Kahlgeschoren unter Rapunzeln

Recht hat sie. Auf den Laufstegen gehört es gerade zum guten Ton, Models mit abgeschorenen Haaren unter all die langhaarigen Rapunzel zu mischen. Wäre ja sonst auch mehr als fad. Louis Vuitton-Designer Nicolas Ghesquière bevorzugt gerade Tamy Glauser, die Deutsche Kris Gottschalk wurde für die Show von Riccardo Tisci in New York extra blondiert, für Tods liefen die Zwillinge Camilla und Giulia Venturini. Und nein, das sind noch lange nicht alle. Alek Wek und Ajak Deng sind schon lange mit drin im Club der Kurzrasierten, jetzt aber gibt’s außerdem, Achtung, Namen merken: Eva Collé, Soeki Gravenhorst, Mae Telkamp. Sie alle mischen die Laufstege mit ihren Stoppeln auf.

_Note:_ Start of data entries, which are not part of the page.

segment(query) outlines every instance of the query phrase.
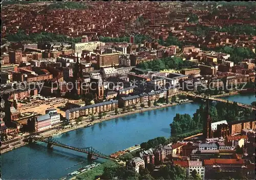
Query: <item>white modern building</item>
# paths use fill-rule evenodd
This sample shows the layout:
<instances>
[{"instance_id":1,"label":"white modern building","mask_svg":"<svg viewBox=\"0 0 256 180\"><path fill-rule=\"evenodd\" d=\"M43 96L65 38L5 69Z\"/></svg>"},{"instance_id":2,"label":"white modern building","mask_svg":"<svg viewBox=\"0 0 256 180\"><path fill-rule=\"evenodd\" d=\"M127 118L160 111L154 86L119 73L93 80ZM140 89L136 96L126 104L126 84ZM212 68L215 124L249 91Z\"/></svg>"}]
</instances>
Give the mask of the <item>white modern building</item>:
<instances>
[{"instance_id":1,"label":"white modern building","mask_svg":"<svg viewBox=\"0 0 256 180\"><path fill-rule=\"evenodd\" d=\"M60 123L60 114L57 112L49 113L52 125Z\"/></svg>"},{"instance_id":2,"label":"white modern building","mask_svg":"<svg viewBox=\"0 0 256 180\"><path fill-rule=\"evenodd\" d=\"M197 173L199 174L202 179L204 180L205 170L202 161L188 161L188 176L191 175L192 171L194 170L197 171Z\"/></svg>"},{"instance_id":3,"label":"white modern building","mask_svg":"<svg viewBox=\"0 0 256 180\"><path fill-rule=\"evenodd\" d=\"M145 162L144 160L139 157L136 157L132 159L132 164L133 168L135 169L135 171L139 173L140 167L145 168Z\"/></svg>"},{"instance_id":4,"label":"white modern building","mask_svg":"<svg viewBox=\"0 0 256 180\"><path fill-rule=\"evenodd\" d=\"M93 51L100 46L100 41L79 42L75 44L75 53L81 53L83 50Z\"/></svg>"},{"instance_id":5,"label":"white modern building","mask_svg":"<svg viewBox=\"0 0 256 180\"><path fill-rule=\"evenodd\" d=\"M217 150L218 146L215 143L212 144L199 144L199 150Z\"/></svg>"},{"instance_id":6,"label":"white modern building","mask_svg":"<svg viewBox=\"0 0 256 180\"><path fill-rule=\"evenodd\" d=\"M102 70L102 76L103 78L108 78L110 77L116 77L117 75L117 71L115 68L105 68Z\"/></svg>"},{"instance_id":7,"label":"white modern building","mask_svg":"<svg viewBox=\"0 0 256 180\"><path fill-rule=\"evenodd\" d=\"M162 146L161 147L161 150L163 156L163 158L168 157L170 154L172 154L173 152L173 148L171 145L167 145L166 146Z\"/></svg>"}]
</instances>

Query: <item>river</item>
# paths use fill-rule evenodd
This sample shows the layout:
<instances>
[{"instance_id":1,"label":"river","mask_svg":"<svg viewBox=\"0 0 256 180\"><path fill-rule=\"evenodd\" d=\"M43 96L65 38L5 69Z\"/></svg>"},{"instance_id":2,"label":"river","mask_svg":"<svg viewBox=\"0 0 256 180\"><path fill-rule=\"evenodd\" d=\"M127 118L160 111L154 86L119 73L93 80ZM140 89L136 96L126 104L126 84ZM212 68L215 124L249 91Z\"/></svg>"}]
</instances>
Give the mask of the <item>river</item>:
<instances>
[{"instance_id":1,"label":"river","mask_svg":"<svg viewBox=\"0 0 256 180\"><path fill-rule=\"evenodd\" d=\"M252 96L238 95L228 98L241 103L247 102L245 103L249 104L255 100ZM169 137L169 124L176 114L187 113L193 116L199 106L198 103L189 103L128 115L70 131L55 138L73 146L92 146L102 153L110 154L158 137ZM49 150L43 143L29 144L5 153L1 155L1 163L2 179L57 179L89 163L85 154L58 147Z\"/></svg>"},{"instance_id":2,"label":"river","mask_svg":"<svg viewBox=\"0 0 256 180\"><path fill-rule=\"evenodd\" d=\"M223 97L221 98L249 105L250 105L252 102L256 101L255 93L238 94L234 96Z\"/></svg>"}]
</instances>

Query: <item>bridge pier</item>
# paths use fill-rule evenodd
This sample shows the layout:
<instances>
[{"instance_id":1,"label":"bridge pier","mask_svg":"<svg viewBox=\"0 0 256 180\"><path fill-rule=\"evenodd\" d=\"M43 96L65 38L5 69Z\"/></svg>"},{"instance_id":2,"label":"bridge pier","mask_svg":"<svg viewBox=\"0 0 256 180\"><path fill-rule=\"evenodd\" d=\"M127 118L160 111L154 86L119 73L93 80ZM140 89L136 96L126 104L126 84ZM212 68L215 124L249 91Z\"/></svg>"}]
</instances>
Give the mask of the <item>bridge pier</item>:
<instances>
[{"instance_id":1,"label":"bridge pier","mask_svg":"<svg viewBox=\"0 0 256 180\"><path fill-rule=\"evenodd\" d=\"M93 161L97 159L97 158L96 158L94 156L94 155L91 153L89 153L88 155L87 156L87 159L89 161Z\"/></svg>"},{"instance_id":2,"label":"bridge pier","mask_svg":"<svg viewBox=\"0 0 256 180\"><path fill-rule=\"evenodd\" d=\"M34 140L32 138L29 138L28 139L28 142L29 142L29 144L31 144L31 143L33 143L33 142L34 141Z\"/></svg>"},{"instance_id":3,"label":"bridge pier","mask_svg":"<svg viewBox=\"0 0 256 180\"><path fill-rule=\"evenodd\" d=\"M53 145L51 143L47 144L47 148L48 149L52 149L53 147Z\"/></svg>"}]
</instances>

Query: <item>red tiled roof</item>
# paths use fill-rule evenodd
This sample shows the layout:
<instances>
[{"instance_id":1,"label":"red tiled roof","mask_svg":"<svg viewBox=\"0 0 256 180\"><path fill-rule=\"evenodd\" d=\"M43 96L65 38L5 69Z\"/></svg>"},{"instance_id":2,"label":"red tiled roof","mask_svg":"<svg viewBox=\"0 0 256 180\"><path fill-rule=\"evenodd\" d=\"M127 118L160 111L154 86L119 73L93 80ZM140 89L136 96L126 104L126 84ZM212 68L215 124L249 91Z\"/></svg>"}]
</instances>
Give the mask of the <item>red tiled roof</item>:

Tamy Glauser mit Designer Nicolas Ghesquière.
Kris Gottschalk.

Ein wenig erinnern sie an Sinéad O'Connor, die sich 1987 die Haare abrasierte, bevor sie einige Jahre später mit ihrem Prince-Cover dem Mainstream ein Begriff wurde. "Nothing compares 2 U", das galt damals wohl auch für ihren polarisierenden Look. Die Männer, bekannte die Irin in einem Interview, die stuften sie damals als Lesbe oder Skinhead ein, "die halten mich für scheißaggressiv."

Auch heute provoziert die weibliche Kurzhaar-Rasur Aufmerksamkeit. Deshalb wird ihr auch so gerne eine Botschaft angehängt. Vivienne Westwood will mit ihren kurzen weißen Haaren wie mit allem, was sie anpackt, auf den Klimawandel aufmerksam machen, Britney Spears spontaner Kahlschlag anno 2007 darf im Nachhinein wohl als Hilferuf zu lesen sein und Tallulah Willis, Tochter von Demi Morre, die sich einst für eine Filmrolle rasierte, befreite sich nach ihrem Drogenenzug vor einem Jahr von ihren Haarsträhnen. Wer jetzt also den Kahlschlag wagt, sollte sich vorher schon mal eine irre Geschichte dazu ausdenken. (Anne Feldkamp, 7.10.2015)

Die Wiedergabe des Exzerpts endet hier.